Çoğunlukla anne çocukla olan sıkı ilişkisi nedeniyle, bu görevi kolay kolay başaramaz. Çocuğun ayrı kalma tepkilerinin azalması için, okula başlarken ilk gün bir saat, ikinci gün iki saat gibi kademeli olarak süreyi uzatarak alıştırmaya çalışmak, kesin ve net bir ifade ile mümkün olduğu kadar kısa bir cümle ile vedalaşmak, söz verilen saatte çocuğu almaya gelerek güveni sarsmamak çok önemlidir. Öğretmen ile işbirliği sağlanmalıdır.
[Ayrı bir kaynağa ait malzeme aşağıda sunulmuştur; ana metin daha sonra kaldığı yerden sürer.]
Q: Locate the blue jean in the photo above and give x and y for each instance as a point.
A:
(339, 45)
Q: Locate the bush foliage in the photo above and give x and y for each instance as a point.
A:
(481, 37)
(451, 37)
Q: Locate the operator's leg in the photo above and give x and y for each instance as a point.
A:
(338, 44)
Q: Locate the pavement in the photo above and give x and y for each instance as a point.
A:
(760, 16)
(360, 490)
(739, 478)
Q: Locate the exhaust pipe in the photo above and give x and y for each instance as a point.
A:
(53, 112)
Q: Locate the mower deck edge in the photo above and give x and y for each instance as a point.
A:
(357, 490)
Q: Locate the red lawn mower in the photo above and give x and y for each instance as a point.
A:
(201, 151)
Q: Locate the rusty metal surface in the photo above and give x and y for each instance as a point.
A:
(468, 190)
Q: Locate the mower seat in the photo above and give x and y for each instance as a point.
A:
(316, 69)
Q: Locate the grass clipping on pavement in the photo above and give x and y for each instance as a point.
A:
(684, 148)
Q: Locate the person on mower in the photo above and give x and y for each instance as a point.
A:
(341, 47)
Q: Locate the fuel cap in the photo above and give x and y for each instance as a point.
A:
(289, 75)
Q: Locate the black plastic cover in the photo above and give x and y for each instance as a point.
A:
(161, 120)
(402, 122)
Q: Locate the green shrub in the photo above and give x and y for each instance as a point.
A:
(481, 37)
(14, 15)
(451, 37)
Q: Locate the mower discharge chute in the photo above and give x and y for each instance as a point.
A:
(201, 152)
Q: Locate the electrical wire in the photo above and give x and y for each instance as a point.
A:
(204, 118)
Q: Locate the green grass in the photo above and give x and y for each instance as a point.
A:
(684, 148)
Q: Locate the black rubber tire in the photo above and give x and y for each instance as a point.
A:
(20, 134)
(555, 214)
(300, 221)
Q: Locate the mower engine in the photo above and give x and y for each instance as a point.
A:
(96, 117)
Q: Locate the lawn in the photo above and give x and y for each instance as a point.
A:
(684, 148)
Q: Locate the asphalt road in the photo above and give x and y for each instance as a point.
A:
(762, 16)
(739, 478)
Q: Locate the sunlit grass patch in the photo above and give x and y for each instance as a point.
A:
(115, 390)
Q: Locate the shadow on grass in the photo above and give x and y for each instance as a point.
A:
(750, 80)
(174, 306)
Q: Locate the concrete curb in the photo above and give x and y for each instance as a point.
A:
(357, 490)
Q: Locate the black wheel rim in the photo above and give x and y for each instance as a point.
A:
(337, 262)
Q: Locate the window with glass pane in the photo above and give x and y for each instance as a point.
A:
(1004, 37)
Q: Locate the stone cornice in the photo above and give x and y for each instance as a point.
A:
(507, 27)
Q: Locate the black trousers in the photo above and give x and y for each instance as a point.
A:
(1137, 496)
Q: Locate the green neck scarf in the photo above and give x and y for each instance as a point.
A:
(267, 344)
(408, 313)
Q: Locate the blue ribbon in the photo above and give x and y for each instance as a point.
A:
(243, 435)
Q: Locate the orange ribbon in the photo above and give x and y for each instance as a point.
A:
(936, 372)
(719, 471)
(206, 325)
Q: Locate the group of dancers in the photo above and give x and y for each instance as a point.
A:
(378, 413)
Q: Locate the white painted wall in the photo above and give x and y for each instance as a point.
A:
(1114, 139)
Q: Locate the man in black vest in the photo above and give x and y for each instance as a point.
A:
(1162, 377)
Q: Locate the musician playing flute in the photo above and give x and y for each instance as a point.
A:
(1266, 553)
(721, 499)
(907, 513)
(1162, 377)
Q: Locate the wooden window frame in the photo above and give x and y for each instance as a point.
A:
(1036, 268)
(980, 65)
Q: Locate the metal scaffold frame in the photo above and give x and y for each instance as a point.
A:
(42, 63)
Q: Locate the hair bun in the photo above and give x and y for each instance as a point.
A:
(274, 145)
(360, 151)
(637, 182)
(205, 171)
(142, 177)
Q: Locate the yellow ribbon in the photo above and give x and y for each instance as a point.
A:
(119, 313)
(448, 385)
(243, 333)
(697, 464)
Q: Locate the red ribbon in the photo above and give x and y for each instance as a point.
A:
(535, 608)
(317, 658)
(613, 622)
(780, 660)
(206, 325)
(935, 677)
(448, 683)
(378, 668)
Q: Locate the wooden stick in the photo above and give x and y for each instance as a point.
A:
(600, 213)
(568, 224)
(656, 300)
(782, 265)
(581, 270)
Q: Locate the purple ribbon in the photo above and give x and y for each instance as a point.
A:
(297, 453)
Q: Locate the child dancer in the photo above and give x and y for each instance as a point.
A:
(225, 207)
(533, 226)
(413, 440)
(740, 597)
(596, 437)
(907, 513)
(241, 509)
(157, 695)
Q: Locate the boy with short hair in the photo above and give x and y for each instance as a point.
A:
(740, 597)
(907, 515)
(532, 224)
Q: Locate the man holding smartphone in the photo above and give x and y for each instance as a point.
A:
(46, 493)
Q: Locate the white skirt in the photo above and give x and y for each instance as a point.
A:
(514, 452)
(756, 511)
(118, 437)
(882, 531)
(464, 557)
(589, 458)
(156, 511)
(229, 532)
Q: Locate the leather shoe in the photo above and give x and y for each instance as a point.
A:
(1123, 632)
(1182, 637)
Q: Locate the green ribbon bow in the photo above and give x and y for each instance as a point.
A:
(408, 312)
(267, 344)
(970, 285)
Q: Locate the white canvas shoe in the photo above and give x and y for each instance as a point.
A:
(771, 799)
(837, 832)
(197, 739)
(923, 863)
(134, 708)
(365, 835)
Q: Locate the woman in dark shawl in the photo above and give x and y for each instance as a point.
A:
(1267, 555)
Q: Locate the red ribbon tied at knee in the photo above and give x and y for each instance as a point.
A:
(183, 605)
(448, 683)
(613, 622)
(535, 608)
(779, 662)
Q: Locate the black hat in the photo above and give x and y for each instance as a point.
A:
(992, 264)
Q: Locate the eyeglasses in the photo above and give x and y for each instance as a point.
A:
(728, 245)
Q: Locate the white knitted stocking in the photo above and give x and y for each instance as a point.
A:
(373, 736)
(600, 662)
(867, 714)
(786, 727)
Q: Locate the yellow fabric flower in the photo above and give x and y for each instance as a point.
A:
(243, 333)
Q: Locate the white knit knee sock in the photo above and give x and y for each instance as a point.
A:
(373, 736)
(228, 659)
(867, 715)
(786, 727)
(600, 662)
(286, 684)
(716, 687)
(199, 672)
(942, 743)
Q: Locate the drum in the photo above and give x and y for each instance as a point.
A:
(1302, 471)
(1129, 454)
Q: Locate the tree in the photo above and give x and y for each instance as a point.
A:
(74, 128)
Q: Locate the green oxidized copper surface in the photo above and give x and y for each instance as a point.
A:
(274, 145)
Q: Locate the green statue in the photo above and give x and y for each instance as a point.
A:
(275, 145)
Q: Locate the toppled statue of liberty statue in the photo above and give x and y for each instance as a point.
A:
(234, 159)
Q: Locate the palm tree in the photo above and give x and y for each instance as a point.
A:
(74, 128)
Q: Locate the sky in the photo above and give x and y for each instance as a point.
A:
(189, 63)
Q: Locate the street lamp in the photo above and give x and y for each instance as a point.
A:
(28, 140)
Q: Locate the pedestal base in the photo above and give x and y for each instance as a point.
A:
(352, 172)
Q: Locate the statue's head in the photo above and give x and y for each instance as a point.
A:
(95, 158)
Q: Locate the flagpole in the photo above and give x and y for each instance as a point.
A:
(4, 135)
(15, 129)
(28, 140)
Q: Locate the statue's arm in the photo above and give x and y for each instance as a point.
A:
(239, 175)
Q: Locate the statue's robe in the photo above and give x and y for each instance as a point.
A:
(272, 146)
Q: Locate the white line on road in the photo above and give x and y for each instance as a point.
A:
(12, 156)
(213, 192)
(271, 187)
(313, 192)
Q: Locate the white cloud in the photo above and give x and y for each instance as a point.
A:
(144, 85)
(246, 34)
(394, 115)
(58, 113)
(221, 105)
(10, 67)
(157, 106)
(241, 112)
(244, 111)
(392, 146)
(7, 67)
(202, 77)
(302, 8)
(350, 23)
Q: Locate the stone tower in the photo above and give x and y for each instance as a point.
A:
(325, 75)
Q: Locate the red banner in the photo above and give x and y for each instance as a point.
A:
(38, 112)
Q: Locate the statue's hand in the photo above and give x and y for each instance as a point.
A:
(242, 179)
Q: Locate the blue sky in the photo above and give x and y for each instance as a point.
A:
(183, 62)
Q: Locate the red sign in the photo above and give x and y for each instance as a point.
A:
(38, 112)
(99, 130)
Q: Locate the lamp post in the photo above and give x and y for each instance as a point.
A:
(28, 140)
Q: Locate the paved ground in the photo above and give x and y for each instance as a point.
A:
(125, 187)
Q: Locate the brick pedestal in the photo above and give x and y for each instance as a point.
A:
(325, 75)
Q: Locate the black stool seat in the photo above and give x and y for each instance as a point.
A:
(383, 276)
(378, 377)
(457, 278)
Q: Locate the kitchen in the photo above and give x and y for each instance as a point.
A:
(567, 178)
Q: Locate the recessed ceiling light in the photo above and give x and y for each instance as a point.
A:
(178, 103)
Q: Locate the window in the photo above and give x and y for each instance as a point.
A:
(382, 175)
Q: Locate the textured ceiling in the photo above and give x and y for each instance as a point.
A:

Çocuk sınıfa girmese bile, öğretmen odasında oturması, okul bahçesinde dolaşması, evde kalmasından iyidir. Çocuğun sıkıntıları tutarlı ve kararlı tutum sayesinde zaman içerisinde yatışacaktır. Fakat çocuğun sıkıntısını görmezden gelme, bir şeyin yok gibi söylemlerde bulunma uygun olmayacaktır. Okul başarısının şimdilik önemli olmadığı anlatılmalı, sıkıntılar anlayışla karşılanmalı, ebeveynin okulda kalma süresi kademeli olarak azaltılmalı, çocuğu alma saatlerine harfiyen uyulmalı, kesinlikle geç kalınmamalı, okula gitme konusunda ödün verilmemelidir. Bazı anne ve babalara, sıkıntısına rağmen çocuğu okula gitmeye zorlama acımasız gelebilir. Ancak diş ağrısı olan bir kimsenin diş hekimine gitmekten kaçınması ne kadar yarar sağlar ise, çocuğu evde tutmak da o ölçüde yarar sağlar. Çocuğu okula götürme çözümün yarısıdır.
Uzun süre düzelmeyen okul korkularında çocuk psikiyatristine başvurmak uygun olacaktır.